У Хоффмана и любого другого исполнителя этой классической роли просто нет другого выхода, как подправлять Шекспира. В 1600 году было уместно писать в заголовке о «чрезвычайной жестокости еврея Шейлока» и показывать сцену его посрамления с несравненным разгулом: еврея лишают дочери, дома, состояния и даже веры, заставляя перейти в христианство. Но с тех пор прошло четыреста лет, и главное — была Катастрофа.
Это и есть ответ на вопрос — почему так, а не иначе играется Шейлок в наши дни.
Шекспир в целом невероятно современен, и любая его пьеса воспринимается как сегодняшняя. Я уж не говорю о таких психологических шедеврах, как «Гамлет» или «Король Лир». Но даже хроники ничего не утратили от прошествия четырех столетий. И Ричард Третий, и принц Гарри, и потрясающий Фальстаф вписываются в наше время, как будто всегда пребывали в нем.
Но вот «Венецианский купец» убеждает, что функционирование литературного произведения от сроков все же зависит. Точнее, не от сроков, а от исторических событий. Гитлер сделал «Венецианского купца» неправдоподобным. Шейлок в том виде, в котором он задуман был и изображен Шекспиром, — нелеп. После Катастрофы разыгрывать эту коллизию — наивно, как бы блистательно ни была сыграна роль, что мы видим в случае с Дастином Хоффманом.
А значит — пропадает и весь спектакль. Дело еще в том, что эта пьеса наполнена огромным количеством неувязок и несоответствий, что отмечали все исследователи. Начиная от несовпадений временных и сюжетных и кончая несуразицами юридическими и историческими. По сути, все, что в пьесе есть, — мощный образ Шейлока. Но что делать с ним сейчас? Кого в цивилизованном мире надо убеждать, что еврей — такой же человек, как другие? Разве что действительно показывать «Венецианского купца» с пропагандистскими целями на митингах общества «Память».
Режиссер и исполнитель роли вынуждены усугублять ситуацию. Разгульные дворяне (которые живо напоминают плейбоев из Гринвич-Виллидж, даже одеты почти так же, хоть исторические приметы соблюдены, мода, что ли, совпадает) плюют в лицо Шейлоку раза три по ходу спектакля. У Шекспира этого нет. Но Питеру Холлу и Дастину Хоффману пришлось это придумать, чтобы объяснить ярость загнанного в угол унижениями и оскорблениями человека.

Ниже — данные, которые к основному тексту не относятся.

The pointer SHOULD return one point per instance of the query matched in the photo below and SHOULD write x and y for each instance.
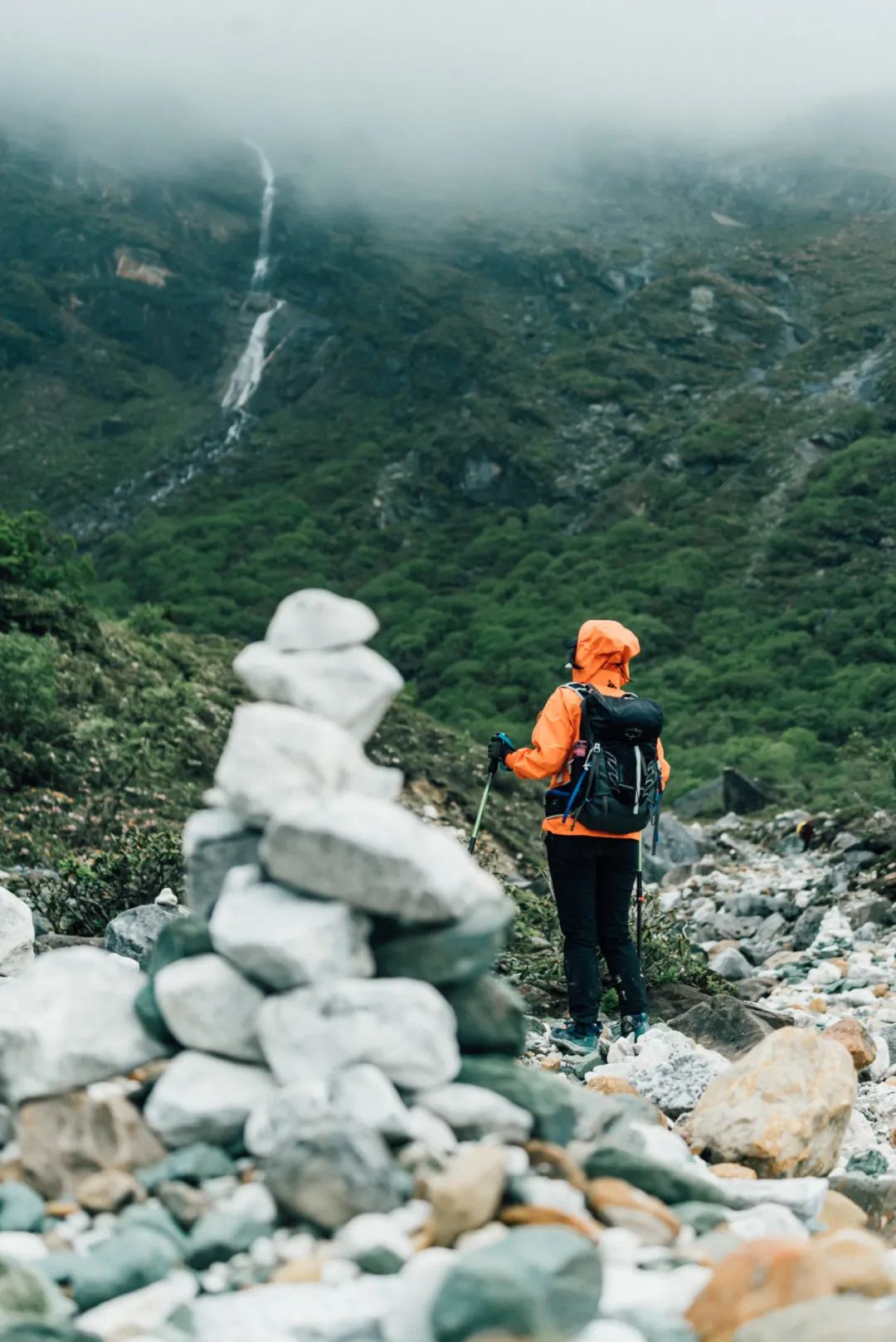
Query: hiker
(593, 870)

Гитлер откорректировал Шекспира. И это значит, что как ни самоценно создание художника, историческое знание меняет его. Что, вообще-то, печально. Мы самонадеянно думаем, что знаем Гомера, Овидия, Рабле, Пушкина, — на самом же деле знаем лишь представление о них, искаженное прокладкой в соответствующее количество веков.
1989Двуликий эрос
Теннесси Уильямс в одной из своих лучших пьес — «Орфей спускается в ад» — круто и небрежно замешивает символику разных уровней и эпох. Первой — с заглавия — бросается в глаза античность: Орфей, изобретатель музыки, чьи звуки двигали камни и укрощали зверей. Это тоже есть в пьесе: Вэл Зевьер, чужак-одиночка с гитарой, потрясает основы маленького городка где-то в южных штатах. Он забредает сюда, чтобы за короткое время пленить полубезумную аристократку Кэрол и простолюдинку-эмигрантку Лейди Торренс — и погибнуть за непохожесть и вмешательство.

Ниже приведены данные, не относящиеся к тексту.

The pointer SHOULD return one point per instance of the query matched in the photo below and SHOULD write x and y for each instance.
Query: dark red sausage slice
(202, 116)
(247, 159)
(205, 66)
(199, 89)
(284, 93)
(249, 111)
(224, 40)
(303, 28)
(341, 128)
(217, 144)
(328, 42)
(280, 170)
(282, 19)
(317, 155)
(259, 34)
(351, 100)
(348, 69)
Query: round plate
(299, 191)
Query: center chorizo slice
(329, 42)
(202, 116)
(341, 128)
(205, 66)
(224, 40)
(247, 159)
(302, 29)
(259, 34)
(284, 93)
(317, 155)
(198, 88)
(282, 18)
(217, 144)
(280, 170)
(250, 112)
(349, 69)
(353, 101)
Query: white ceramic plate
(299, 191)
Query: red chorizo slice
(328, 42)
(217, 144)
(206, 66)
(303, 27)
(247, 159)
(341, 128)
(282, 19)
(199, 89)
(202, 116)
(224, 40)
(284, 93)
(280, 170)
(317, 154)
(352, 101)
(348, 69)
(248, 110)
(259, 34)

Что до символики христианской, то внимательный читатель и зритель тут же, по появлении пьесы (это было в 55-м году), учли неслучайное фонетическое совпадение имен Xavier-Savior (Спаситель) и в этой связи несомненную ассоциацию Lady с Our Lade (Богоматерь). И так далее — со всей новозаветной атрибутикой пьесы, в которой героя распинают в Страстную субботу: это обстоятельство не совсем ясно, наверное, имеется в виду срединность положения между смертью и воскресением. Впрочем, мне не вполне понятна вообще вся христианская символика, заложенная Уильямсом. Более того, мне кажется, что она при всей своей демонстративности не имеет значения.
Играет роль — символика античная. Но, пожалуй, не та, не орфеевская. Разве что Орфей по номинативности вызывает к осмыслению орфиков, которые чтили тайное предание, оставленное им в наследство Орфеем, и знали особые обряды, необходимые для освобождения души, заточенной в темнице тела. Этот тезис Уильямс прокламирует открыто: «Все мы приговорены к пожизненному одиночному заключению в собственной шкуре!»
Логично предположить, что из такого заключения следует вырваться. Путь указан — телесность. «Мы, — говорит Вэл Зевьер, — не знаем друг друга… А как узнаешь? Когда-то я думал — на ощупь». На ощупь — вроде бы на ощупь — он и узнает Лейди Торренс.
Она, дочь погибшего в пожаре виноградаря-итальянца, вышла замуж за местного воротилу небольшого масштаба Джейба Торренса. Муж намного старше, брак несчастлив, но терпим, и тут является чужак с гитарой, которому она самозабвенно отдается, отчего — из-за косности окружающего общества — гибнут оба. Любовник, может, и не слишком хорош сам по себе, но напоминает о насыщенной любовью атмосфере виноградника отца Лейди, который замечателен был беседками для влюбленных пар, пока его не сожгли местные куклуксклановцы — за то, что старик предоставлял приют в беседках и неграм.
Тут надо решительно отстраниться от всякой социальности, которую по сей день ищут и находят критики в «Орфее…». Чужак Вэл — не чуждый обществу элемент, а лишь катализатор сексуальных отношений, загнанных вглубь ханжеской традицией, подавленных правильностью размеренной жизни городка. Вэл — не забудем, что его полное имя Вэлентайн, имя хрестоматийного влюбленного, — не более чем сперматозоид, оплодотворивший жизнь Лейди и всей ее среды. И главное для понимания всей этой истории: на самом деле не против негров выступили местные старейшины, а против беседок свиданий, против самой идеи жизненности и любви.
Кстати, в скобках, но скобках очень открытых, хорошо бы напомнить, что самые праздничные казни ку-клукс-клана совершались над теми неграми, которые были обвинены даже не в убийстве белых, а в сожительстве с белыми. Потенциально скопческая энергия мужского братства — апеллирующая в конечном счете к образцам монашеских орденов Средневековья, к их обетам безбрачия и целомудрия — восставала против витальных, веселых, всемогущих эмоций. Вот и в пьесе Уильямcа негритянский образ мелькнул не как символ социального неравенства, а как раз наоборот — неравенства психофизиологического, только в противоположную сторону, с преимуществом черной расы.